With hunting season over, sports men and women can now see how their catch measures up to others’.
The Ponoka Fish and Game Association held its annual horn-measuring day Dec. 8 at its Lake Pofianga camp. Hunters brought in their trophies to see how they stacked up to the rest. They had to wait for a final score from certified Boone and Crockett scoring judges to measure the horns or antlers of animals.
Some horns are more desirable than others, explained president Leonard Davis. When hunters bring in their antlers, they can submit them as typical or non-typical. A typical horn is supposed to look a certain way but some are brought in with characteristics that have an interesting look.

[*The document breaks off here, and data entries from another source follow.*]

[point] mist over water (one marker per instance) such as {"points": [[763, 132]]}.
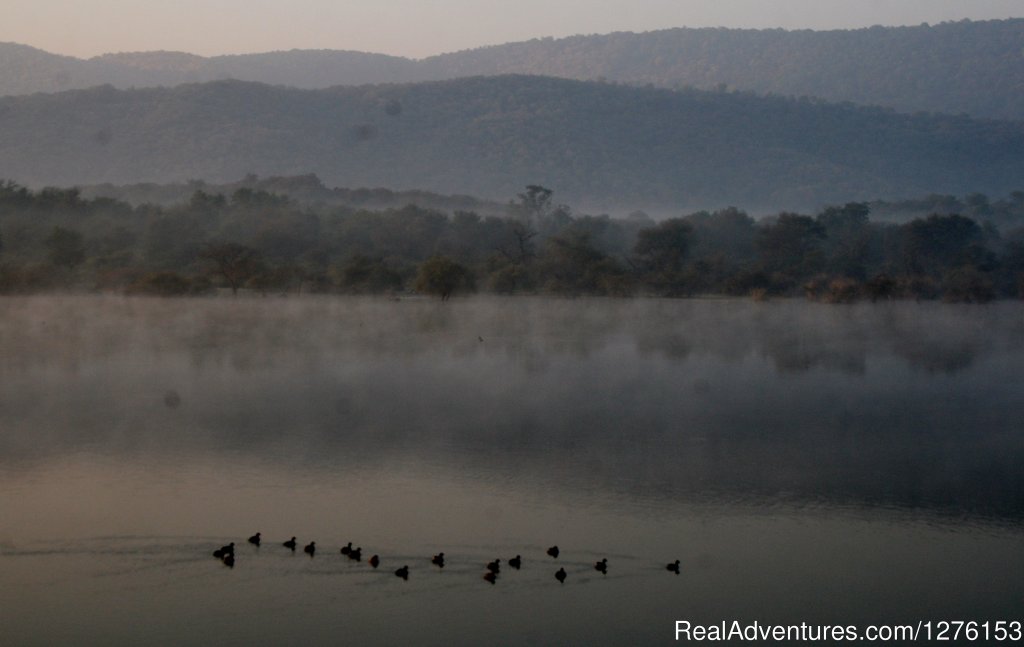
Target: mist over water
{"points": [[804, 462]]}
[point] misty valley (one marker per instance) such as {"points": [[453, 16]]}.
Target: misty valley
{"points": [[804, 462]]}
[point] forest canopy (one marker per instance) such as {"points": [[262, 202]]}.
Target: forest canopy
{"points": [[258, 242]]}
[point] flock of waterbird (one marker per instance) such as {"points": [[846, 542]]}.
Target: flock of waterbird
{"points": [[226, 555]]}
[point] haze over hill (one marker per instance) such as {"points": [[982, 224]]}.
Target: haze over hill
{"points": [[599, 145], [968, 67]]}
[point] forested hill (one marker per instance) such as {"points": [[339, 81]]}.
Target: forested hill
{"points": [[975, 68], [599, 145], [966, 67]]}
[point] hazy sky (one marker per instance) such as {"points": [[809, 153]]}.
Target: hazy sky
{"points": [[421, 28]]}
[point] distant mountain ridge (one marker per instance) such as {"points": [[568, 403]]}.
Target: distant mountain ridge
{"points": [[598, 145], [976, 68]]}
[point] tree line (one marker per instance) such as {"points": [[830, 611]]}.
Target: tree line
{"points": [[259, 242]]}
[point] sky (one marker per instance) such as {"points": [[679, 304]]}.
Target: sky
{"points": [[422, 28]]}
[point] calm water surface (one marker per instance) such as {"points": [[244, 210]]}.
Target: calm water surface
{"points": [[805, 463]]}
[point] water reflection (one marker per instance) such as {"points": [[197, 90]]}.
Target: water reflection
{"points": [[776, 448], [908, 404]]}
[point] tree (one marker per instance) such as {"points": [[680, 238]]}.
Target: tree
{"points": [[662, 252], [236, 263], [936, 244], [65, 248], [790, 248], [442, 276]]}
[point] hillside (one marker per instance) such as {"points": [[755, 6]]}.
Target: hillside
{"points": [[975, 68], [600, 146]]}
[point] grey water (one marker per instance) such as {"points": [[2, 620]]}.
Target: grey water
{"points": [[806, 463]]}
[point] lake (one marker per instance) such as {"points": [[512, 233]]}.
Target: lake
{"points": [[806, 463]]}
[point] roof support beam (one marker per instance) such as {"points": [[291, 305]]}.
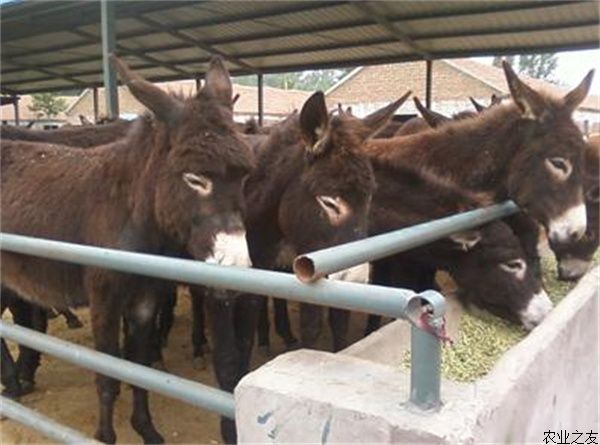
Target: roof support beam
{"points": [[111, 93], [370, 10], [181, 35], [126, 51], [52, 73]]}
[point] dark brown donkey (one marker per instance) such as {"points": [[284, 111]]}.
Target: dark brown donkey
{"points": [[172, 186], [574, 259], [487, 263], [83, 136], [529, 151], [311, 189]]}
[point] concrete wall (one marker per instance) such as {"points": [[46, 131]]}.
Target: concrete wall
{"points": [[547, 381]]}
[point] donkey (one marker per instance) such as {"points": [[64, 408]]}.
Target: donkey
{"points": [[172, 186], [529, 151], [487, 263], [82, 136], [311, 189], [574, 259]]}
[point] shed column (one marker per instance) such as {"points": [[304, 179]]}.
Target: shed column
{"points": [[16, 106], [95, 100], [261, 110], [108, 46], [428, 77]]}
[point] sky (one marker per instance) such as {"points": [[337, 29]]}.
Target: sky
{"points": [[573, 66]]}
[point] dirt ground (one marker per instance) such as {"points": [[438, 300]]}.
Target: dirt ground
{"points": [[66, 393]]}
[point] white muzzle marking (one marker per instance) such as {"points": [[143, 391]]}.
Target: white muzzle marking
{"points": [[571, 222], [356, 274], [571, 267], [230, 249], [537, 309]]}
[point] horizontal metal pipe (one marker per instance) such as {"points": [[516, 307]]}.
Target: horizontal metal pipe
{"points": [[373, 299], [312, 266], [41, 423], [193, 393]]}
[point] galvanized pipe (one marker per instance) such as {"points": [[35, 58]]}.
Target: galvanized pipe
{"points": [[188, 391], [312, 266], [373, 299], [41, 423]]}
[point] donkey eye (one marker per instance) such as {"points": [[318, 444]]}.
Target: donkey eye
{"points": [[593, 194], [559, 167], [336, 209], [514, 266], [199, 183]]}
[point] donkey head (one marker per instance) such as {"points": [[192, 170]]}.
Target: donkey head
{"points": [[196, 167], [493, 274], [329, 203], [574, 259], [546, 175]]}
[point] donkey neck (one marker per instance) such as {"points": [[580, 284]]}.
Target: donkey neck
{"points": [[473, 153]]}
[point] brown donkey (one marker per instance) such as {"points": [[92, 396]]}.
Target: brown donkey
{"points": [[312, 189], [83, 136], [172, 186], [529, 151], [574, 259]]}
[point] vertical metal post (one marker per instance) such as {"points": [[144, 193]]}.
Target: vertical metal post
{"points": [[95, 100], [108, 46], [425, 368], [261, 110], [428, 77], [16, 106]]}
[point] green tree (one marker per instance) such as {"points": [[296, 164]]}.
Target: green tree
{"points": [[540, 66], [498, 60], [47, 104]]}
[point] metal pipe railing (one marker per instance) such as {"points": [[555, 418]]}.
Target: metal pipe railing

There are different theories why horns become non-typical, said Davis. “Myself, I think they have been injured.”
He prefers a more symmetrical horn but has a friend who prefers to see non-typical antlers. “I’ve got a friend who loves stuff hanging all over the place.”
“To me, they look nicer because they have a whole bunch more character,” said Big Game chairman Ray Abt.
Determining the score of a set of horns is an entirely different challenge, explained Abt. While judges have a scoring system they use for reference, determining that length changes from person to person. Where a person measures from on the horns determines the length.
“There was a non-typical mule deer taken in the States a few years ago. They had 50 Boone and Crockett measurers measure the horn. They came up with 50 different measurements,” said Abt.
For him a non-typical mule deer or whitetail is the toughest horn to measure. “It’s all judgment.”
The hunter makes the designation when entering a trophy whether they want it to be judged as a typical or non-typical catch. Abt’s job is to ensure he follows the guidelines for either entry.
Another system used to measure trophies is Pope and Young scoring, which Davis said is basically the same as Boone and Crockett, except that it is judged on archery rather than rifles. “There’s virtually no difference.”
He said many of the Ponoka Fish and Game members are certified to use bows and the sport is growing in Alberta. Davis estimates approximately half of the hunters in Alberta use bows.
“(Why) the interest in bows? It’s more challenging,” he said.
While a rifle shoots 300 to 400 yards, a bow’s range is approximately 60 yards. “You gotta see the whites of their eyes.”
For some hunters, the sport is a family affair. Ron Tebb was proud to show off his granddaughter Jaycee’s first catch. She was hunting with her family and while her parents did not catch any animals in the season, they were proud she and granddad both had a catch.
“I was happy for her, it was exciting,” said her mother.
With seven minutes left in the season, Jaycee nabbed a whitetail deer with her Savage 243 youth rifle.
“Down to the wire,” said grandfather Tebb.
She is proud of the catch. Jaycee has been hunting with the family since she was young. “Ever since I could walk I was out duck hunting.”
There were 25 entrants that came to the horn measuring.